Photos of a tourist attraction in Beijing last weekend show the crowd on the winding wall, crowded together and squeezing each other through narrow doors. Most wear face masks – but many people, including young children, pulled their masks down to their chins, and some felt it was a completely Forgone mask.
Near zero local transmission, people flocked to bus stations, airports and transport centers to travel across the country for the holidays, which began on 1 October. Local officials competed to attract tourists, with provincial and municipal governments issuing travel vouchers and tourists. Attractions offering free or discount tickets.
On October 4, Chinese tourists crowd the gates of a section of the Great Wall.
Kevin Frere / Getty Images
These restrictions include social distances of one meter (about 3.3 feet) from each other. The notice said, “There is a strict ban on gatherings.
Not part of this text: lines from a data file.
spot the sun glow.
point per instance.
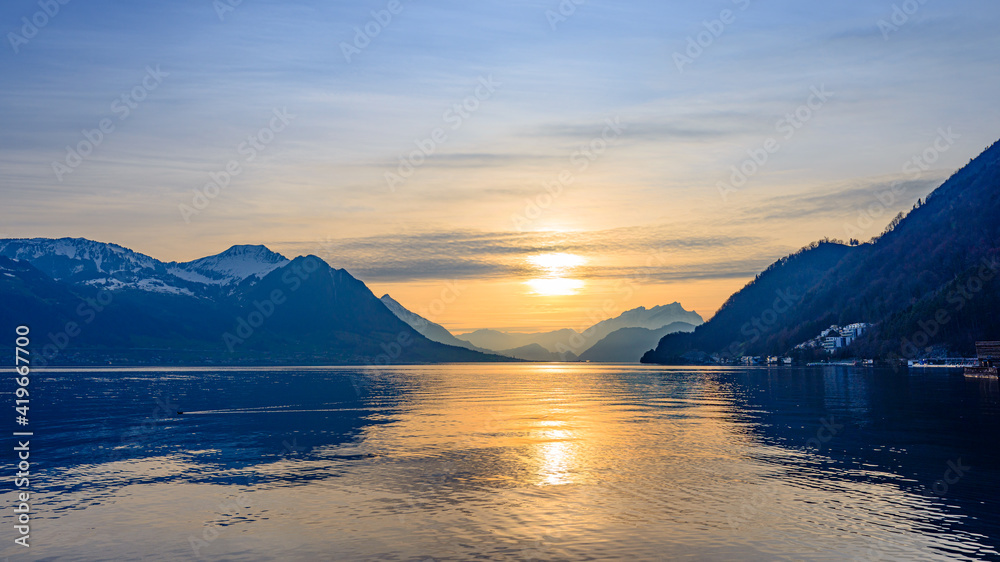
(555, 287)
(555, 268)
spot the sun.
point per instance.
(555, 269)
(556, 263)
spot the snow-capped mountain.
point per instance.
(79, 261)
(232, 266)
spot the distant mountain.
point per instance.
(535, 352)
(88, 302)
(497, 340)
(627, 345)
(570, 342)
(653, 318)
(430, 330)
(930, 280)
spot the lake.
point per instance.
(511, 462)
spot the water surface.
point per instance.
(546, 462)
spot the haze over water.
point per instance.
(560, 461)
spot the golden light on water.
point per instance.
(555, 268)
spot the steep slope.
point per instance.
(627, 345)
(326, 314)
(300, 312)
(899, 282)
(535, 352)
(760, 313)
(430, 330)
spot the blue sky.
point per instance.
(319, 186)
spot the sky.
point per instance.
(517, 165)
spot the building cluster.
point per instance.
(835, 337)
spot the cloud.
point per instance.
(503, 255)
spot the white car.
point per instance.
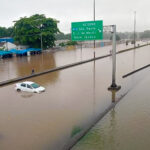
(29, 86)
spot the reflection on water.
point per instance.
(126, 127)
(73, 98)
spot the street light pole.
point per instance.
(134, 29)
(94, 20)
(114, 86)
(41, 42)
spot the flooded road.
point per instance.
(74, 97)
(16, 67)
(126, 127)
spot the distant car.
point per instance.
(29, 86)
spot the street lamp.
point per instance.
(134, 29)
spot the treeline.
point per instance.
(108, 36)
(9, 32)
(6, 32)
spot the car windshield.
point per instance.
(34, 85)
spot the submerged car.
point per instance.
(29, 86)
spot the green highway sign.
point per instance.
(89, 30)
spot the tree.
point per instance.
(117, 37)
(31, 31)
(6, 32)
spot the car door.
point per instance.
(29, 88)
(23, 87)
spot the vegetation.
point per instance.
(68, 43)
(30, 31)
(6, 32)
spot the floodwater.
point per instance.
(74, 97)
(16, 67)
(126, 127)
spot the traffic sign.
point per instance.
(89, 30)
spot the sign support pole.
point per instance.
(114, 85)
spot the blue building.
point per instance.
(7, 39)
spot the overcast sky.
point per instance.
(119, 12)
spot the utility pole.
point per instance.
(41, 42)
(114, 85)
(134, 29)
(94, 20)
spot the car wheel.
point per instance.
(18, 90)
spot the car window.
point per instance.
(28, 86)
(34, 85)
(23, 85)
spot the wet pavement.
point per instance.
(16, 67)
(126, 127)
(73, 99)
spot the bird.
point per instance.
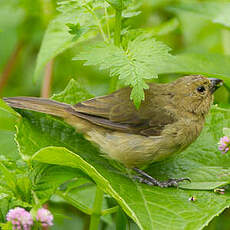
(169, 119)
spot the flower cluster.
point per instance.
(224, 144)
(22, 220)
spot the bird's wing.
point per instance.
(117, 112)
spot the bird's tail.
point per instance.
(39, 105)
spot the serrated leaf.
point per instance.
(146, 205)
(217, 12)
(133, 65)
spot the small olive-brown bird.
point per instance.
(169, 120)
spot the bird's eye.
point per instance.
(201, 89)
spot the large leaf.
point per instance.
(217, 12)
(54, 142)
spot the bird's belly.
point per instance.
(130, 149)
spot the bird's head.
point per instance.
(195, 93)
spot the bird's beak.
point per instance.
(216, 83)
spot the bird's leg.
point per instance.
(147, 179)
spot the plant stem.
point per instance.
(121, 220)
(46, 87)
(117, 42)
(226, 41)
(98, 23)
(117, 29)
(107, 21)
(109, 210)
(96, 213)
(9, 67)
(75, 203)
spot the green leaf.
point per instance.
(116, 4)
(215, 11)
(8, 109)
(57, 143)
(9, 177)
(8, 117)
(226, 131)
(73, 93)
(133, 65)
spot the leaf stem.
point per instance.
(117, 31)
(75, 203)
(98, 22)
(226, 41)
(109, 210)
(96, 213)
(117, 42)
(47, 81)
(107, 21)
(7, 70)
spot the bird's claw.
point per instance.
(146, 179)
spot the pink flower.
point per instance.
(224, 144)
(20, 218)
(45, 217)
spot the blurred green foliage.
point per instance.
(32, 33)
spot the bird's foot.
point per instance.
(147, 179)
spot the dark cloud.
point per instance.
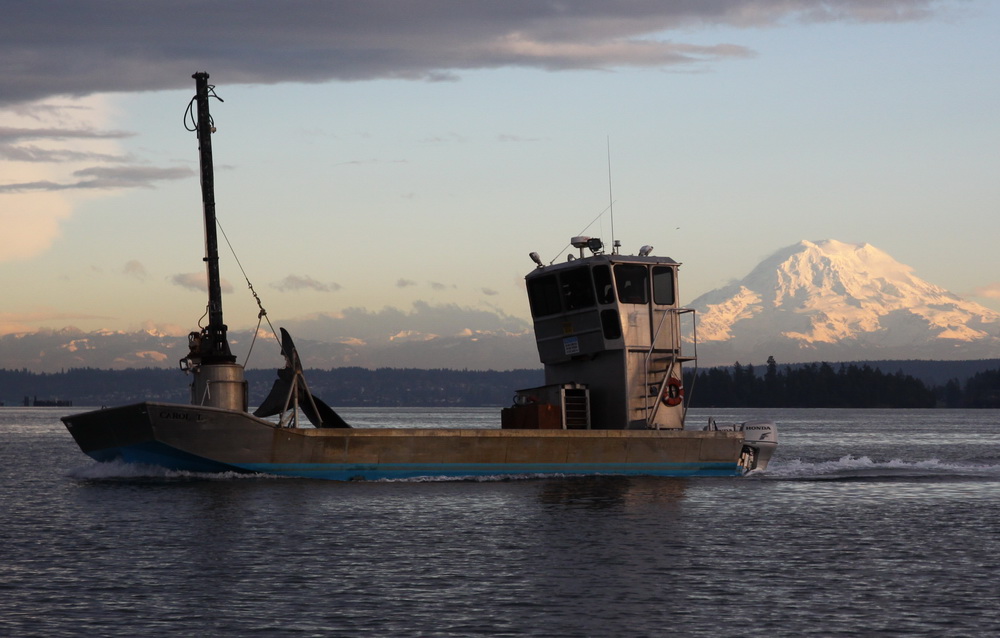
(51, 47)
(104, 177)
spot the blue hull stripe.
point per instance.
(374, 472)
(158, 454)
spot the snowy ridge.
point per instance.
(841, 301)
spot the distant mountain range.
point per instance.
(832, 301)
(813, 301)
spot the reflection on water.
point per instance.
(866, 523)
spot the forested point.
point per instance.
(815, 385)
(820, 385)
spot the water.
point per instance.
(867, 523)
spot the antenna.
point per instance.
(611, 205)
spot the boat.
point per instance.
(610, 335)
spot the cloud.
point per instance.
(28, 322)
(379, 326)
(91, 46)
(135, 269)
(989, 291)
(304, 282)
(197, 281)
(52, 154)
(106, 177)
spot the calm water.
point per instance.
(867, 523)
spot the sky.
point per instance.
(404, 158)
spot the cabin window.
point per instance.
(633, 283)
(577, 291)
(602, 281)
(611, 324)
(663, 285)
(543, 296)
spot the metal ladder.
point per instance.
(656, 377)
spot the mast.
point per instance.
(214, 344)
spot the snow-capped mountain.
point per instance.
(833, 301)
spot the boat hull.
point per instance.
(204, 439)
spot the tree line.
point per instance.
(820, 385)
(789, 385)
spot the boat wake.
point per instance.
(863, 467)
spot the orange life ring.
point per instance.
(673, 393)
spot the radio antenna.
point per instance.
(611, 205)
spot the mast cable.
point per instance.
(263, 313)
(611, 199)
(582, 230)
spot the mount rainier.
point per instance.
(832, 301)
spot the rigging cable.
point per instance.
(260, 315)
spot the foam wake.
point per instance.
(864, 467)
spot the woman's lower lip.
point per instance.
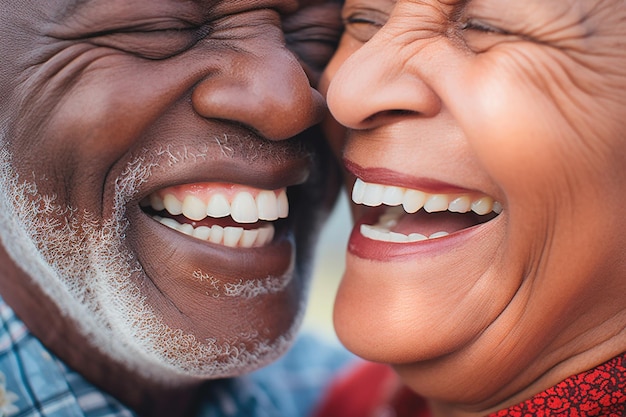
(376, 250)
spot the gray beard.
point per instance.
(84, 267)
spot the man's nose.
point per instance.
(269, 93)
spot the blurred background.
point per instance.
(327, 272)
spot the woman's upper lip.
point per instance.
(390, 177)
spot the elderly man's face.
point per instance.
(149, 149)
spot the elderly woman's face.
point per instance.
(160, 181)
(506, 121)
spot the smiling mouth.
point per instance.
(231, 215)
(410, 215)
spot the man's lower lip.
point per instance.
(376, 250)
(152, 239)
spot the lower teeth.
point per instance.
(228, 236)
(385, 235)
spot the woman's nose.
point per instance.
(269, 93)
(375, 85)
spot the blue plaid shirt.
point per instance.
(34, 383)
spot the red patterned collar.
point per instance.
(372, 390)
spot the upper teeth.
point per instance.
(242, 206)
(411, 200)
(245, 205)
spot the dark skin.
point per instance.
(92, 85)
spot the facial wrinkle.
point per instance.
(83, 265)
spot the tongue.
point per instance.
(429, 223)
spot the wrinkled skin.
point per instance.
(106, 102)
(523, 102)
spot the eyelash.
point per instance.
(477, 25)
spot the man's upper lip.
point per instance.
(390, 177)
(265, 174)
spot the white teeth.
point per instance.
(393, 196)
(193, 208)
(384, 235)
(232, 236)
(217, 234)
(436, 203)
(413, 200)
(483, 205)
(227, 236)
(172, 205)
(267, 205)
(218, 206)
(244, 208)
(373, 195)
(461, 204)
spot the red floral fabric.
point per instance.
(373, 390)
(599, 392)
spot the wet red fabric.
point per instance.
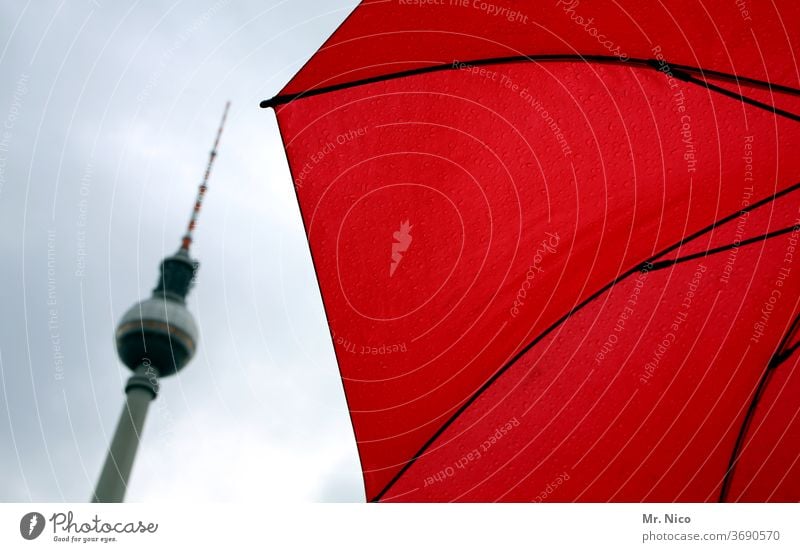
(558, 279)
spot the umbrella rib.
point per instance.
(781, 355)
(281, 99)
(762, 237)
(646, 265)
(736, 96)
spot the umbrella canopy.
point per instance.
(557, 245)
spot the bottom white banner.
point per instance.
(355, 527)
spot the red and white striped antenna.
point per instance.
(201, 191)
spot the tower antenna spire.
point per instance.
(186, 242)
(156, 338)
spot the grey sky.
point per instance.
(108, 111)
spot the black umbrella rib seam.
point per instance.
(647, 265)
(661, 66)
(782, 353)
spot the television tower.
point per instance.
(156, 338)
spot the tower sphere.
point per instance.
(160, 331)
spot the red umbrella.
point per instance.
(557, 245)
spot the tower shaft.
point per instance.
(141, 389)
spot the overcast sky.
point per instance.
(108, 112)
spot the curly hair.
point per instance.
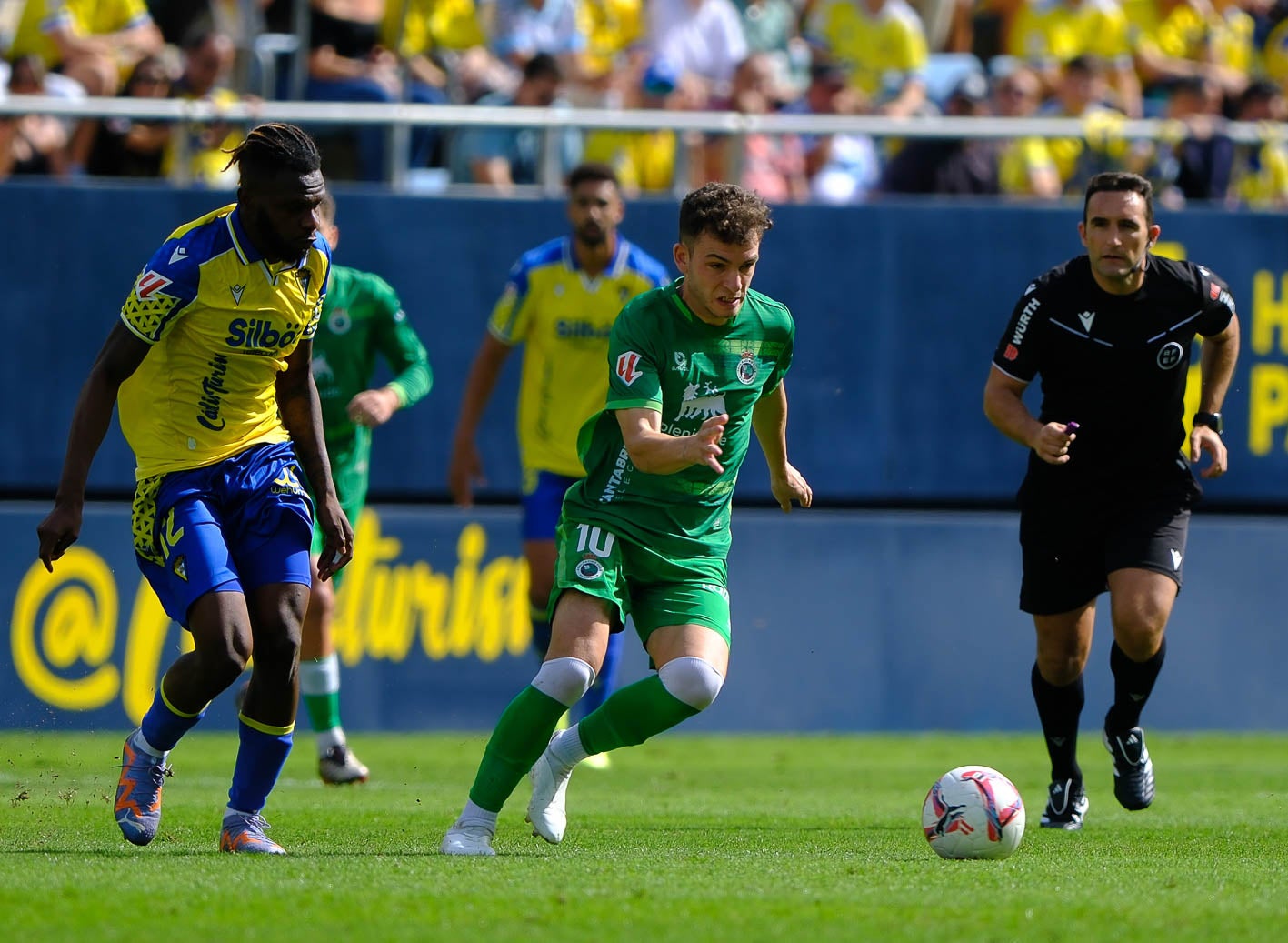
(274, 147)
(731, 213)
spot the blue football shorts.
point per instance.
(235, 526)
(541, 504)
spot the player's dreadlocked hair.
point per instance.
(272, 147)
(729, 213)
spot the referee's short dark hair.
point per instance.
(1121, 182)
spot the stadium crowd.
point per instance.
(1198, 64)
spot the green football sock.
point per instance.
(324, 710)
(518, 739)
(632, 715)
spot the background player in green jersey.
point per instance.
(361, 318)
(695, 367)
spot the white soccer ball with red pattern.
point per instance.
(973, 812)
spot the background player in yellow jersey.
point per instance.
(210, 367)
(561, 300)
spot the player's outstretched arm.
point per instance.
(663, 454)
(121, 355)
(769, 423)
(465, 467)
(302, 414)
(1216, 366)
(1003, 405)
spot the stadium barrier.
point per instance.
(898, 305)
(843, 621)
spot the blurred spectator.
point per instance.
(442, 44)
(129, 147)
(1183, 39)
(31, 143)
(95, 43)
(771, 164)
(1260, 174)
(1081, 93)
(772, 26)
(348, 64)
(521, 28)
(1198, 166)
(1024, 166)
(1046, 34)
(503, 157)
(884, 45)
(616, 55)
(958, 166)
(207, 61)
(645, 161)
(842, 167)
(700, 37)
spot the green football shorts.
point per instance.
(639, 581)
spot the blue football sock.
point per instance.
(163, 726)
(260, 757)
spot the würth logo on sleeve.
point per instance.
(150, 284)
(629, 367)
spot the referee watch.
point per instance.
(1213, 420)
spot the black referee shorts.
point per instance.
(1071, 544)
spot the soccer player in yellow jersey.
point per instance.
(561, 302)
(210, 367)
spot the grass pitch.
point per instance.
(688, 838)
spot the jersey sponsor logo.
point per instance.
(1022, 326)
(258, 334)
(213, 393)
(1170, 355)
(570, 330)
(710, 404)
(616, 478)
(150, 284)
(629, 367)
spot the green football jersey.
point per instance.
(663, 357)
(361, 318)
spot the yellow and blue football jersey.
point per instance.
(222, 321)
(563, 317)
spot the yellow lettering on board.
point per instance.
(62, 620)
(1268, 405)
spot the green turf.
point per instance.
(685, 838)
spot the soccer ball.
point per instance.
(973, 812)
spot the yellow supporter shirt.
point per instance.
(1046, 31)
(80, 17)
(643, 160)
(611, 27)
(563, 318)
(893, 43)
(222, 321)
(432, 25)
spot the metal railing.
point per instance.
(402, 117)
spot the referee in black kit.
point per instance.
(1105, 503)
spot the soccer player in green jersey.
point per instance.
(362, 318)
(695, 367)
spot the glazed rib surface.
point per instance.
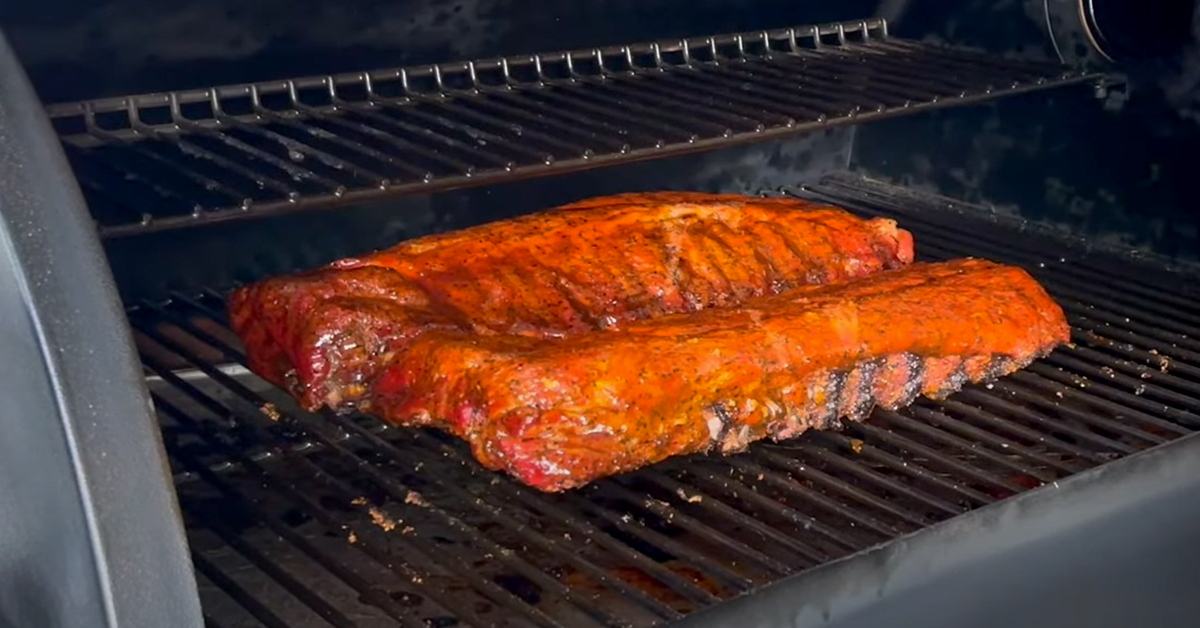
(559, 414)
(327, 335)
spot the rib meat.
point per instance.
(327, 334)
(561, 413)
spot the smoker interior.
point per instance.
(309, 520)
(156, 161)
(298, 519)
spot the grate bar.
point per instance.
(235, 591)
(397, 490)
(749, 87)
(844, 488)
(965, 446)
(780, 540)
(942, 237)
(407, 572)
(997, 442)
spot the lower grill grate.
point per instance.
(304, 520)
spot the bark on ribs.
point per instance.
(559, 414)
(327, 334)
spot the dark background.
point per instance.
(1121, 174)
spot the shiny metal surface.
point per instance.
(163, 161)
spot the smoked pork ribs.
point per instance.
(325, 335)
(612, 334)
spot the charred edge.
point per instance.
(997, 368)
(834, 389)
(862, 395)
(916, 372)
(957, 380)
(726, 418)
(888, 255)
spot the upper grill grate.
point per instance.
(172, 160)
(306, 520)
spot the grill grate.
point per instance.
(171, 160)
(306, 520)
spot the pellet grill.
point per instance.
(149, 479)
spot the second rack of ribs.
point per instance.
(631, 363)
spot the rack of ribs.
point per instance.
(558, 414)
(325, 335)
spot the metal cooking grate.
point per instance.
(169, 160)
(305, 520)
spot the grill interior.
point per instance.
(172, 160)
(311, 520)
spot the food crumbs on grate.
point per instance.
(270, 411)
(382, 520)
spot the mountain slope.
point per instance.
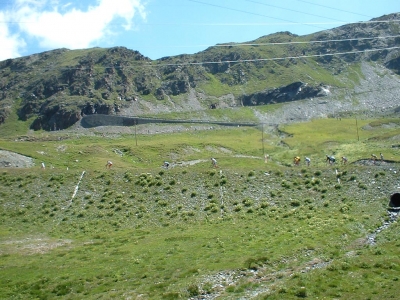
(54, 89)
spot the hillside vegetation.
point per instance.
(55, 89)
(247, 229)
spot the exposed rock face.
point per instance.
(58, 87)
(294, 91)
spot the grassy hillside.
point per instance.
(247, 229)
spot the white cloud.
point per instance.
(10, 43)
(56, 25)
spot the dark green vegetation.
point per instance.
(245, 230)
(54, 89)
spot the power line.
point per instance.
(150, 64)
(284, 8)
(334, 8)
(278, 58)
(308, 42)
(250, 13)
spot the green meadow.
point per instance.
(245, 230)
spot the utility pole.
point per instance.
(358, 137)
(262, 138)
(135, 122)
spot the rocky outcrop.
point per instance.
(294, 91)
(58, 87)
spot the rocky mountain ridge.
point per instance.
(55, 89)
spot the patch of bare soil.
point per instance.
(30, 246)
(14, 160)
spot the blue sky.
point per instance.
(159, 28)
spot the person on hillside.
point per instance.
(330, 159)
(214, 162)
(109, 164)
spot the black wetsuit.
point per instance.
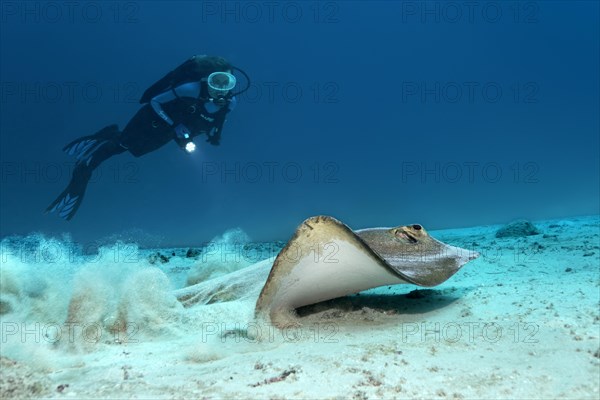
(148, 131)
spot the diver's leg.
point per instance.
(70, 199)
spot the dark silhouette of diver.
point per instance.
(191, 100)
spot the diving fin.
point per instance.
(67, 204)
(84, 147)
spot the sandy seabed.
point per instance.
(521, 321)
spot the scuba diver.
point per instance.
(191, 100)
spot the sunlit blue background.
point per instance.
(392, 112)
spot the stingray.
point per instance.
(325, 259)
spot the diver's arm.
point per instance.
(191, 89)
(214, 136)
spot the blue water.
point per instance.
(378, 113)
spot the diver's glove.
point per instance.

An earlier guide on the Great Wall website reminded tourists to wear their face masks throughout their visit and urged them to follow the guidance and management of the museum staff.”
None of these restrictions were closely followed this week due to the crowd of tourists facing the walls.
Tickets for the Badaling section of the Great Wall have sold out completely during the Golden Week holiday.
Kevin Frere / Getty Images
When the department reopened in March, the new restrictions reduced the number of daily visitors to 30% of its normal capacity. Prior to the Golden Week celebrations, officials increased that capacity to 75% of normal capacity, a daily limit of 48,750 visitors.
China’s longest Golden Week holiday with the Lunar New Year holiday has traditionally seen a large number of middle-class Chinese travel abroad. But this year, visa restrictions, quarantine requirements, a lack of international flights, and the ongoing threat of Covid-19 are that Chinese travelers are looking for domestic instead of travel.
In the first four days of the holiday alone, 425 million domestic tourists visited China – more than 45 45 billion in revenue, according to the Ministry of Culture and Tourism.
This week’s relaxed restrictions and violations of social distance rules are paradoxical compared to the concerns that have plagued China’s last major travel period – the lunar New Year holiday in late January spread to Wuhan.
On January 23, two days before the Lunar New Year, the Chinese government locked Wuhan – but by then, the virus had spread across the country and beyond, as millions of Chinese traveled for the holiday.
As more information about the virus emerged, Chinese transit hubs emptied; Those who still traveled were usually equipped with full protective gear, including plastic gloves, ponchos, helmets, facial ingots and goggles.
Chen Qianmei, 29, of the southern city of Guangzhou, said feelings of imminent fear have now subsided dramatically since he went to Shanghai for a holiday last week.
He told me CNN, “I think China (the virus) is under very good control.” “I wear a mask and bring alcohol wipes to clean my hands, especially before eating – although in Shanghai, fewer people wear masks now.”
CNN’s Amrut Gaan contributed to this report.